Transfer Learning with Distance Covariance for Random Forest: Error Bounds and an EHR Application

We propose a method for transfer learning in nonparametric regression using a random forest (RF) with distance covariance-based feature weights, assuming the unknown source and target regression functions are sparsely different. Our method obtains residuals from a source domain-trained Centered RF (CRF) in the target domain, then fits another CRF to these residuals with feature splitting probabilities proportional to feature-residual sample distance covariance. We derive an upper bound on the mean square error rate of the procedure as a function of sample sizes and difference dimension, theoretically demonstrating transfer learning benefits in random forests. A major difficulty for transfer learning in random forests is the lack of explicit regularization in the method. Our results explain why shallower trees with preferential selection of features lead to both lower bias and lower variance for fitting a low-dimensional function. We show that in the residual random forest, this implicit regularization is enabled by sample distance covariance. In simulations, we show that the results obtained for the CRFs also hold numerically for the standard RF (SRF) method with data-driven feature split selection. Beyond transfer learning, our results also show the benefit of distance-covariance-based weights on the performance of RF when some features dominate. Our method shows significant gains in predicting the mortality of ICU patients in smaller-bed target hospitals using a large multi-hospital dataset of electronic health records for 200,000 ICU patients.

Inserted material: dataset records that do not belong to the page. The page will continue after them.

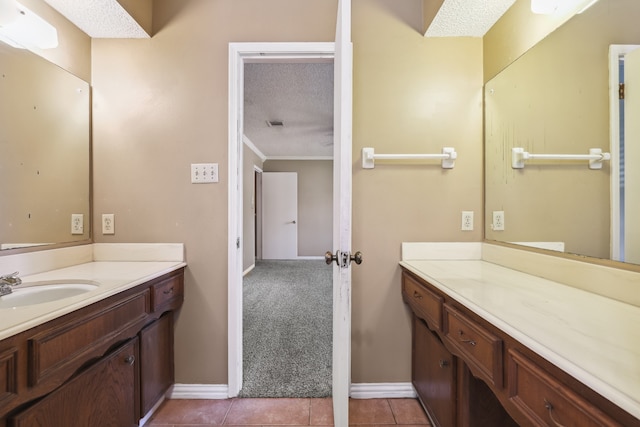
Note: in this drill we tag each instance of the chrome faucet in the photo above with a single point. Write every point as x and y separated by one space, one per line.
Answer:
8 281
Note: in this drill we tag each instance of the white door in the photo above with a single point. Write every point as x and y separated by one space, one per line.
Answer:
632 156
279 215
342 128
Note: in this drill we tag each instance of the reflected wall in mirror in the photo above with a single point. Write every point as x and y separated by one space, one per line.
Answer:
555 100
44 151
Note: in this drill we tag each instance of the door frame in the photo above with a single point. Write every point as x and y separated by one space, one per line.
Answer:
239 54
616 51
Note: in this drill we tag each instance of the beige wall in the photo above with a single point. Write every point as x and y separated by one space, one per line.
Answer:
161 104
411 95
315 203
515 33
555 99
74 47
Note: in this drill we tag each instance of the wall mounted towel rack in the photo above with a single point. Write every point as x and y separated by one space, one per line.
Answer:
448 157
595 157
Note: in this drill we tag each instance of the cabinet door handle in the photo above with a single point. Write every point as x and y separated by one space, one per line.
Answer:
550 408
469 341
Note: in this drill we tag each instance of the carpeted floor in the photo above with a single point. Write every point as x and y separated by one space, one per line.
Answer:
287 337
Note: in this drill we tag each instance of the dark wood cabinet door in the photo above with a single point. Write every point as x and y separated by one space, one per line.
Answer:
434 375
156 361
104 395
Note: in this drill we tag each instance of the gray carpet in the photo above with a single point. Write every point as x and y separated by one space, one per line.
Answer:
287 338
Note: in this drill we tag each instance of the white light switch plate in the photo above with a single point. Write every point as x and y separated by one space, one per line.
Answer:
108 224
77 224
204 173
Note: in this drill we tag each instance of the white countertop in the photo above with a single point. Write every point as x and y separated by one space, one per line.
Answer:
112 276
594 338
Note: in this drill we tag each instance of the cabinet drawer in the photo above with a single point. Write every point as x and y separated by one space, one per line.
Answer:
434 375
547 402
65 347
167 291
425 304
479 348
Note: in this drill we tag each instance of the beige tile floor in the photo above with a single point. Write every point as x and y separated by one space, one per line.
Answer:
286 412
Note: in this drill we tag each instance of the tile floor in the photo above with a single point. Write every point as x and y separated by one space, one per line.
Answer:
286 412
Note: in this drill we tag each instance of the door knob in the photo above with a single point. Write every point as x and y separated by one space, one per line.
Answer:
329 257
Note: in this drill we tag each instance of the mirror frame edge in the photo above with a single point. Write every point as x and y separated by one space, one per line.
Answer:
569 256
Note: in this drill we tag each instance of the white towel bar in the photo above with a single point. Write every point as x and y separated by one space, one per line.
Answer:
448 157
595 157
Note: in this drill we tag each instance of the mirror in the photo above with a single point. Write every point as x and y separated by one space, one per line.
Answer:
44 152
554 99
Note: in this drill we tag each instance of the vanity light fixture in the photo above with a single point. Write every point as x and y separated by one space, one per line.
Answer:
24 29
544 7
550 7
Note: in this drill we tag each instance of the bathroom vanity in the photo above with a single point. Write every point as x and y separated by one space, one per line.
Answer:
104 358
494 346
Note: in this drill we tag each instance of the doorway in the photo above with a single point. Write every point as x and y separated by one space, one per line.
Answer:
240 54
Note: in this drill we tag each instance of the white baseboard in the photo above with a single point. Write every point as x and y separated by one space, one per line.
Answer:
382 390
199 391
358 391
248 270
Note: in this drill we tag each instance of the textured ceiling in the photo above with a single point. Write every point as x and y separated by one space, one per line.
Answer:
467 18
100 18
300 95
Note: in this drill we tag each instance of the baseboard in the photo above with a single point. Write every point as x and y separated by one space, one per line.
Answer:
357 391
248 270
199 391
382 390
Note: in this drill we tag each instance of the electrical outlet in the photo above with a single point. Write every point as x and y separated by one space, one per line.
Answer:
204 173
498 221
77 224
467 221
108 224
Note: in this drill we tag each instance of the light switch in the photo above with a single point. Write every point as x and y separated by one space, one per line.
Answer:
204 173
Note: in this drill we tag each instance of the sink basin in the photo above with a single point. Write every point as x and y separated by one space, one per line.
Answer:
38 293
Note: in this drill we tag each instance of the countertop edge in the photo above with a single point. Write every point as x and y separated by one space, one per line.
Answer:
80 302
611 393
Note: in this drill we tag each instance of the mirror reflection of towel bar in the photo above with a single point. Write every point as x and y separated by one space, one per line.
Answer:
595 157
448 157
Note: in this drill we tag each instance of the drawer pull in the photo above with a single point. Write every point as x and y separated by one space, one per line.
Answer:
549 407
470 342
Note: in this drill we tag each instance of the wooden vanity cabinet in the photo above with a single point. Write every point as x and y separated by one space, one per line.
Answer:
434 375
118 350
102 395
156 351
494 380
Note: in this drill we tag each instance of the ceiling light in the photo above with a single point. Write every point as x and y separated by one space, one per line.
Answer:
550 7
544 7
25 29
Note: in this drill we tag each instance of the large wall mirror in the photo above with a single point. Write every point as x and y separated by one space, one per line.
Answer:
555 99
44 152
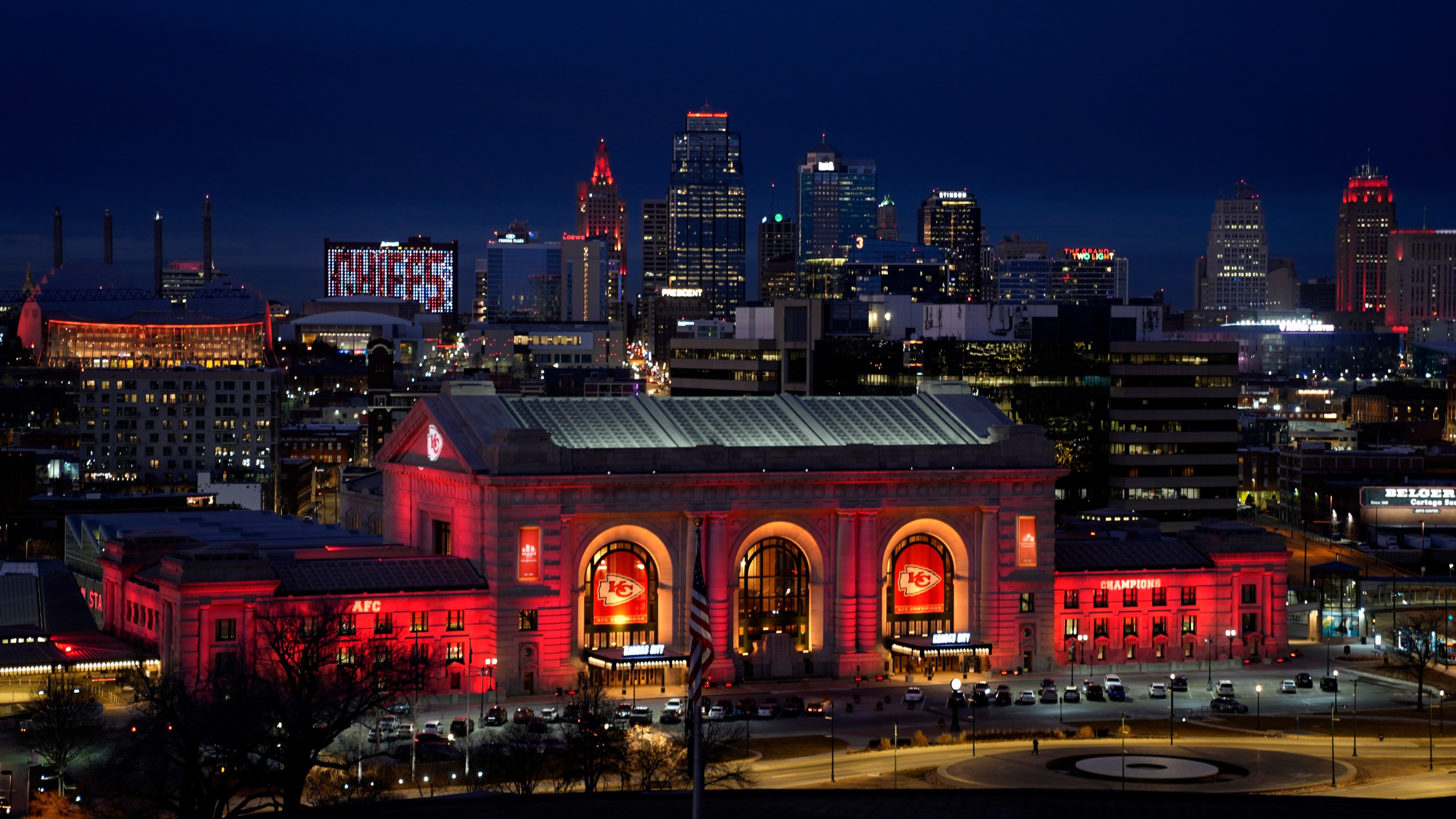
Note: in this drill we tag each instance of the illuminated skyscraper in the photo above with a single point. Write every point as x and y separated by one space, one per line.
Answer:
706 206
886 224
1238 254
838 201
1362 241
953 221
602 216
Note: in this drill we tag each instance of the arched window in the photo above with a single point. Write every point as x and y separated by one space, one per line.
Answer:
621 598
921 588
774 594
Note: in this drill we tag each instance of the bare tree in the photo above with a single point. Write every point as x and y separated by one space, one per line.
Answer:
724 766
188 754
596 747
519 763
64 723
1414 647
312 678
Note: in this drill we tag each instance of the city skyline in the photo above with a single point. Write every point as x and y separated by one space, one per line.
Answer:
283 175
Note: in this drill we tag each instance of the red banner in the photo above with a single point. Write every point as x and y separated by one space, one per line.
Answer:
529 556
1025 541
919 581
619 591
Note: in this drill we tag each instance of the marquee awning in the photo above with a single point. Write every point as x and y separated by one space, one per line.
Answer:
937 646
635 657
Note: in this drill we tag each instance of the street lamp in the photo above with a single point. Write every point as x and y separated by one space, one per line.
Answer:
1430 738
1171 678
830 717
956 704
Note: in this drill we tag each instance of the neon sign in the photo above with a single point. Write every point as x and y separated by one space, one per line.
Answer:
1133 584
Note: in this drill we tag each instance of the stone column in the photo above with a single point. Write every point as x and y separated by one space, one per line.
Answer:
845 602
870 581
986 621
718 564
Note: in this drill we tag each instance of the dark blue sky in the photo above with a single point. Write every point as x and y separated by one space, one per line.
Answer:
1078 123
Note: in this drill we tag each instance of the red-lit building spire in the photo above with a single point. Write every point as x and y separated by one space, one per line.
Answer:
603 216
602 172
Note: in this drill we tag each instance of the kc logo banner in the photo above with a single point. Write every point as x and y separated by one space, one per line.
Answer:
921 581
916 581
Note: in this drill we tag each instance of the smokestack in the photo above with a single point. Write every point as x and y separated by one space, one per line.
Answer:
56 237
207 238
156 253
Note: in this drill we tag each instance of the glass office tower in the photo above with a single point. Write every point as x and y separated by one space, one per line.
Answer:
708 208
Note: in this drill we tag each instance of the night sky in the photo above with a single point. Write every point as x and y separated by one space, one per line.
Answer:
1075 123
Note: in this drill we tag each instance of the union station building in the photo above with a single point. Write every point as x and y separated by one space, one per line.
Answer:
535 538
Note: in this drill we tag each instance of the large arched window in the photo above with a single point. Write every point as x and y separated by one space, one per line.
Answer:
621 598
921 588
774 594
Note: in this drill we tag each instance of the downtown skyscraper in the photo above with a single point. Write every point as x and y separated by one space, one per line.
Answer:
1363 241
1235 273
706 206
838 200
603 216
953 221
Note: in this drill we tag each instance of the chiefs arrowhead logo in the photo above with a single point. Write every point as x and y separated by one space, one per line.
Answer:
617 589
916 581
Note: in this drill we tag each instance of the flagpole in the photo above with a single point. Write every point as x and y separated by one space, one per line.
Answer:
695 697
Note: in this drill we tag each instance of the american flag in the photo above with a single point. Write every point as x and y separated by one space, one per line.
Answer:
698 624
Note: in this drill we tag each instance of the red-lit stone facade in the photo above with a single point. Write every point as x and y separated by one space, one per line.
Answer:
813 566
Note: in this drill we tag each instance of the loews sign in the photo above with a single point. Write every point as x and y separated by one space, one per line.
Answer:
1408 496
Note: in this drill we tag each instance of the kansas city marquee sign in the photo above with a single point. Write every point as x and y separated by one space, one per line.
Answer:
1408 496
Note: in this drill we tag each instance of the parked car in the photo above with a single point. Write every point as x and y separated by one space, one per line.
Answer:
462 727
1229 706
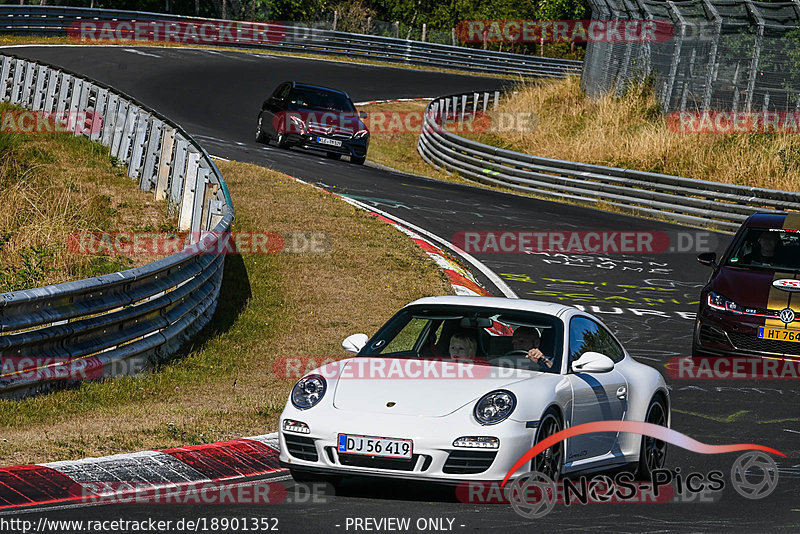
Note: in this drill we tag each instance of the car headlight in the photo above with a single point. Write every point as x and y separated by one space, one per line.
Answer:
308 391
495 407
721 303
301 125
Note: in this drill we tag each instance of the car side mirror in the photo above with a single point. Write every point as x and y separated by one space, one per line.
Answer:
708 258
592 362
355 343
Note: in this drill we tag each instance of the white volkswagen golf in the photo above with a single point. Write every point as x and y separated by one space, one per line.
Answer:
459 388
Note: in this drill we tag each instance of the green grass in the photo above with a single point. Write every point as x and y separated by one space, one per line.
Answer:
223 386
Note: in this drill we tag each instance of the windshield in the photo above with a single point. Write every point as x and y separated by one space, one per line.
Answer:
306 98
487 336
774 249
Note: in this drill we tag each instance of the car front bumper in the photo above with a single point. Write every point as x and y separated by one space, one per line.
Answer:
434 456
722 334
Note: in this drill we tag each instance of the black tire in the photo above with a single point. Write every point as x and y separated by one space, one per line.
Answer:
281 141
652 452
261 137
551 460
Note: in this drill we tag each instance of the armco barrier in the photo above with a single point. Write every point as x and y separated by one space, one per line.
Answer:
117 323
56 20
673 198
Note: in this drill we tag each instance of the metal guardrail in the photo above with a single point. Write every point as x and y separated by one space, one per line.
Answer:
673 198
56 20
117 323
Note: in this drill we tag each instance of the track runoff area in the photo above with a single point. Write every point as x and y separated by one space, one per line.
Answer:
643 281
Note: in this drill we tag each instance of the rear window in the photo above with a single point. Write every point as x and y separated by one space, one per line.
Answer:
305 98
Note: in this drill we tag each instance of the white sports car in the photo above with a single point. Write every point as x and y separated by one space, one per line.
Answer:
459 388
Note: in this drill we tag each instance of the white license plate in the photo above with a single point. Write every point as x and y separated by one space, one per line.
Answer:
331 142
387 447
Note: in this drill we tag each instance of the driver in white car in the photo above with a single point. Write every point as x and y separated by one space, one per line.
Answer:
527 338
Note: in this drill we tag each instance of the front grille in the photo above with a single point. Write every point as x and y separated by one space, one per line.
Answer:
301 447
397 464
709 334
466 462
755 344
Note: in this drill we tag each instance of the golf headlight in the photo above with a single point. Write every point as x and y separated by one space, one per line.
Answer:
308 391
495 407
721 303
299 123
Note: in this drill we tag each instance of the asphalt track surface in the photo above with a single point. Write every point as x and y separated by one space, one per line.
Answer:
645 299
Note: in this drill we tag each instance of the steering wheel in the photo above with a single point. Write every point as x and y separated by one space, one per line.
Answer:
524 354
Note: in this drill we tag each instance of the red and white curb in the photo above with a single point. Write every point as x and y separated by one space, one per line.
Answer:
67 481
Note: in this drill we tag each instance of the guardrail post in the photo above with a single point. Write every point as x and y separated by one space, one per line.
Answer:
126 136
16 88
149 174
63 92
74 102
200 194
138 140
26 90
52 85
5 70
190 188
120 118
39 91
164 162
100 116
178 171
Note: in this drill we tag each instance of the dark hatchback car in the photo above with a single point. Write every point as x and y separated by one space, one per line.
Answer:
751 304
313 117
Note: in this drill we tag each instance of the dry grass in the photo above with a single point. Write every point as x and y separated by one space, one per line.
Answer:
399 150
57 184
631 132
11 40
284 305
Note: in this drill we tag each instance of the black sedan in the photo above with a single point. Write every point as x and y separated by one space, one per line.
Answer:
313 117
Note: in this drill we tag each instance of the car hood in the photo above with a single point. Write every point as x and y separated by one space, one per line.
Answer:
441 388
751 288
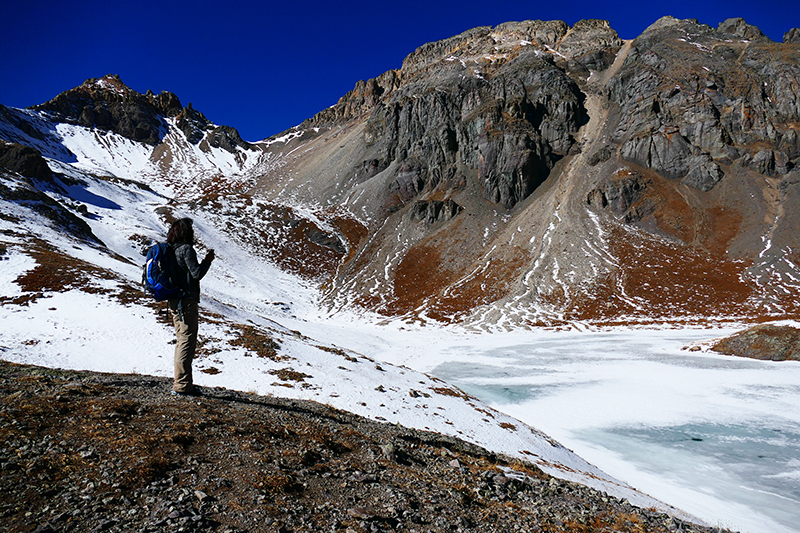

翻译：本文提出一种非参数回归中的迁移学习方法，该方法采用基于距离协方差特征权重的随机森林，并假设未知的源域与目标域回归函数具有稀疏差异性。我们的方法首先通过源域训练的中心化随机森林在目标域获取残差，随后以特征-残差样本距离协方差为比例的特征分裂概率，拟合另一个中心化随机森林来处理这些残差。我们推导了该过程均方误差率关于样本量与差异维度的上界，从理论上证明了随机森林中迁移学习的优势。随机森林迁移学习的主要困难在于方法中缺乏显式正则化。我们的研究结果解释了为何采用特征优先选择的较浅树结构能够同时降低拟合低维函数时的偏差与方差。研究表明，在残差随机森林中，这种隐式正则化是通过样本距离协方差实现的。在仿真实验中，我们证明中心化随机森林的结论同样适用于采用数据驱动特征分裂选择的标准随机森林方法。除迁移学习外，我们的研究还表明当某些特征占主导地位时，基于距离协方差的权重能够提升随机森林的性能。通过使用包含20万ICU患者的电子健康记录多医院数据集，我们的方法在预测小型目标医院ICU患者死亡率方面展现出显著优势。